Karpasia (Καρπάσεια and Καρπασία), Latinized as Carpasia, and also known as Karpasion (sometimes mistaken for Karpathos), was an ancient town in Cyprus, situated on the northern shore of the Karpas Peninsula, 3 km from the modern town of Rizokarpaso. According to tradition, it was founded by the Phoenician king Pygmalion of Tyre. It had a harbour, whose moles remain visible to this day.

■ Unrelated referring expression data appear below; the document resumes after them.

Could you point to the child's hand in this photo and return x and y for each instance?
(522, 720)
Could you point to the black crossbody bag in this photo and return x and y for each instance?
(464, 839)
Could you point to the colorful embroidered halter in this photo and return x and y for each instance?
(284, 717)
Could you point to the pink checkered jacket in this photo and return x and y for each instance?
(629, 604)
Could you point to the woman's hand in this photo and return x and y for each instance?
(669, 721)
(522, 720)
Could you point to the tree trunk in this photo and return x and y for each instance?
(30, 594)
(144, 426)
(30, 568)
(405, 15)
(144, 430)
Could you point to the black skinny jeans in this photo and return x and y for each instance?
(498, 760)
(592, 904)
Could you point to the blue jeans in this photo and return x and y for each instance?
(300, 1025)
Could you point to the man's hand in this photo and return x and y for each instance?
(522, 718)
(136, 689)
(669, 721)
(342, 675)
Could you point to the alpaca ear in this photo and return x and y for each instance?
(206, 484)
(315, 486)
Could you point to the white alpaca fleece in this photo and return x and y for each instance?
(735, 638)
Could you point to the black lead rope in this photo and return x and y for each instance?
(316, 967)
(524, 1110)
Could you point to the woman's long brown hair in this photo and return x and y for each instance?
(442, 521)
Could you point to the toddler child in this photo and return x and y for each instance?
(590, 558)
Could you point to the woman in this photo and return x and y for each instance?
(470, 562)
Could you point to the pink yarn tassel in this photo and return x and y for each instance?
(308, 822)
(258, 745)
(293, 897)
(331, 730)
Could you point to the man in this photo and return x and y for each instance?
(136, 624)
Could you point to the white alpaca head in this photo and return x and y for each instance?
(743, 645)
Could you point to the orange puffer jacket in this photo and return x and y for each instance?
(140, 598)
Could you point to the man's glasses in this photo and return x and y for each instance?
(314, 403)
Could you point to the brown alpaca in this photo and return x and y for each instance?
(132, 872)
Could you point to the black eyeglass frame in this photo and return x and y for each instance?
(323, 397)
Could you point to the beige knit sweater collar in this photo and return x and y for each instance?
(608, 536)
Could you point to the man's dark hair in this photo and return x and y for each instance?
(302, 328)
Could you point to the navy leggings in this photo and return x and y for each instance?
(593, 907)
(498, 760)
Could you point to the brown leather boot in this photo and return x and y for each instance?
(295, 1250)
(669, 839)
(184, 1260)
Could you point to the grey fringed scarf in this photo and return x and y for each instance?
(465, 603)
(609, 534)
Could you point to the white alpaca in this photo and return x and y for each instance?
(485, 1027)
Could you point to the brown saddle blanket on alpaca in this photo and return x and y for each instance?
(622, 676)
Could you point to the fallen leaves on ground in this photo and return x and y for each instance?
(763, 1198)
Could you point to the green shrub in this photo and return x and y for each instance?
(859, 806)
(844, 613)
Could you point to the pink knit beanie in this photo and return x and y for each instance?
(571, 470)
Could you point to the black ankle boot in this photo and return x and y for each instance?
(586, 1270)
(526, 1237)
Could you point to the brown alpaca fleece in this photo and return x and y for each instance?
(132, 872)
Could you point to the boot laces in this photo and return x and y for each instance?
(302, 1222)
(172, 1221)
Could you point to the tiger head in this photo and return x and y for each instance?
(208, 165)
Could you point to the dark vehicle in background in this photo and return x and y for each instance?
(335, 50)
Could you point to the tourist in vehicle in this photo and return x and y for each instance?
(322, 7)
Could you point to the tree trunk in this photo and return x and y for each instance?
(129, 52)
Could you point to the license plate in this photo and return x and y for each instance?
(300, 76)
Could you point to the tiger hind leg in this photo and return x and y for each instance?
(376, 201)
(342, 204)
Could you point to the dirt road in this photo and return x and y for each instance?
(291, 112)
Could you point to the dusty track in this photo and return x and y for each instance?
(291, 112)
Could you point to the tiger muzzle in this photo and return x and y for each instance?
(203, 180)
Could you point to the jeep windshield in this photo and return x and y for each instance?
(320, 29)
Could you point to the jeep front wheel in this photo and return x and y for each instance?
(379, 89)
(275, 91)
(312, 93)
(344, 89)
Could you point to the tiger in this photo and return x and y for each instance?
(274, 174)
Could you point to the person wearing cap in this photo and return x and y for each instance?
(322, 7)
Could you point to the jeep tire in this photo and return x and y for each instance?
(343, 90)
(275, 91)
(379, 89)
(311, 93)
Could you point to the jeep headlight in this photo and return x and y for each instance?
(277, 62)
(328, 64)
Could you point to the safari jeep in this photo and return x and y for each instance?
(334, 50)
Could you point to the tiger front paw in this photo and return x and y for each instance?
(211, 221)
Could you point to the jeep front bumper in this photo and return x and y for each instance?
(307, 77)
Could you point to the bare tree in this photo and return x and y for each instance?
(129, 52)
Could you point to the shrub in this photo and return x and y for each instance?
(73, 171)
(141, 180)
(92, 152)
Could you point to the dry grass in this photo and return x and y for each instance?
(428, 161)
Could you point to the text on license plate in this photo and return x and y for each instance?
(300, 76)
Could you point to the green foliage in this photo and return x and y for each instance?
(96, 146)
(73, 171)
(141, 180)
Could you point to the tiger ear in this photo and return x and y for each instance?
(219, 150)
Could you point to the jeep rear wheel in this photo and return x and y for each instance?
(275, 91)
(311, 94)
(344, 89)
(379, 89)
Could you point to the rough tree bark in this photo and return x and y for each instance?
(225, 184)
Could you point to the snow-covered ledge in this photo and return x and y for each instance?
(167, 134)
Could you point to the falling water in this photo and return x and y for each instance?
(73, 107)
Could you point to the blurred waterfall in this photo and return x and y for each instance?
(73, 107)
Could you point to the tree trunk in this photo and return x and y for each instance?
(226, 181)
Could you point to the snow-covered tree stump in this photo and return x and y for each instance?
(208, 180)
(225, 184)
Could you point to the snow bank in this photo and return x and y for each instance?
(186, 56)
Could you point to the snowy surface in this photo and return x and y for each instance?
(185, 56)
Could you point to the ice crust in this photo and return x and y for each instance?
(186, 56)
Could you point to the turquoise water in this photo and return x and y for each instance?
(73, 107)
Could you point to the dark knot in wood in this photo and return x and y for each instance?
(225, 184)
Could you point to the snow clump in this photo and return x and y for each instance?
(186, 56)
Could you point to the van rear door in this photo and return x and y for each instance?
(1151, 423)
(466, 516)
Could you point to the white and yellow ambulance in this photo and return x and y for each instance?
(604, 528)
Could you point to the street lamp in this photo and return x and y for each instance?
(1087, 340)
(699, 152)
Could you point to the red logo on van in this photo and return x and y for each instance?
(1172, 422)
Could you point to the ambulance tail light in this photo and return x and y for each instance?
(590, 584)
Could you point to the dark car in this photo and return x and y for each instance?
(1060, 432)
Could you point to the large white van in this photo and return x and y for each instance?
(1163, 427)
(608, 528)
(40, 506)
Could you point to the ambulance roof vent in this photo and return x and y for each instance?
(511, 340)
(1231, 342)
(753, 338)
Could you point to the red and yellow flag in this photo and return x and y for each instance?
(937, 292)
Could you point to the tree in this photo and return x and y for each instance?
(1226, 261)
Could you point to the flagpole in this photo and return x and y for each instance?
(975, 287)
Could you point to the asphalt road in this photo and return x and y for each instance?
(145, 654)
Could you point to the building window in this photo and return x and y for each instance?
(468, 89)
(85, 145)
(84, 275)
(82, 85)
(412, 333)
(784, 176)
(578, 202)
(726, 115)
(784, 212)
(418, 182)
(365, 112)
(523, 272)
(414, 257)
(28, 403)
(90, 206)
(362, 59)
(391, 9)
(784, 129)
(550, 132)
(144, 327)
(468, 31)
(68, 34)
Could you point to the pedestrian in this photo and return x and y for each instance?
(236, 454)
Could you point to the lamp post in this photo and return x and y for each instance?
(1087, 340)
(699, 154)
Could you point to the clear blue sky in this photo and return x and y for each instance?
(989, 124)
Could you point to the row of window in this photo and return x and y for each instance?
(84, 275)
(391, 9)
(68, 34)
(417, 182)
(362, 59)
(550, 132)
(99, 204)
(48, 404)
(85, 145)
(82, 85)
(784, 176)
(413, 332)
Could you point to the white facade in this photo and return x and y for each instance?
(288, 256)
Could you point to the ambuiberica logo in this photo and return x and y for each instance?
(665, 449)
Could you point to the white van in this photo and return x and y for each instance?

According to archaeological evidence, the earliest possible date for the foundation of the town is the 7th century BC. It was first mentioned in literature in 399 BC. The town was mentioned by the writers of antiquity, including Strabo. The city is also mentioned in the Hellenica Oxyrhynchia, which is a history of ancient Greece known from papyrus fragments. In 306 BC, the town was the site of landing for Demetrius I of Macedon, whose forces stormed Karpasia and the neighbouring town of Urania, before proceeding to Salamis.

The architectural style as well as the techniques used in building the stone houses of the town incorporated elements of Phoenician influence.

In the Delphic Theorodochoi inscription (230 BC), which was published by André Plassart, there is a mention of a Karpasian man who was named Aristostratos (Ἀριστόστρατος).

Its first known bishop, Philo of Carpasia, was ordained by Epiphanius of Salamis in the 4th century; he left a commentary on the Song of Songs, a letter to a monk Eucarpios (also found as Bail, Letter 42), and some fragments. Another bishop of the see, Hermolaus, was present at the Council of Chalcedon in 451 AD. The chroniclers mention the names of three other bishops, and a fourth occurs on a seal, all without dates. Another is quoted in the "Constitutio Cypria" of Pope Alexander IV (1260). No longer a residential bishopric, Karpasia is today used by the Roman Catholic Church as a titular see.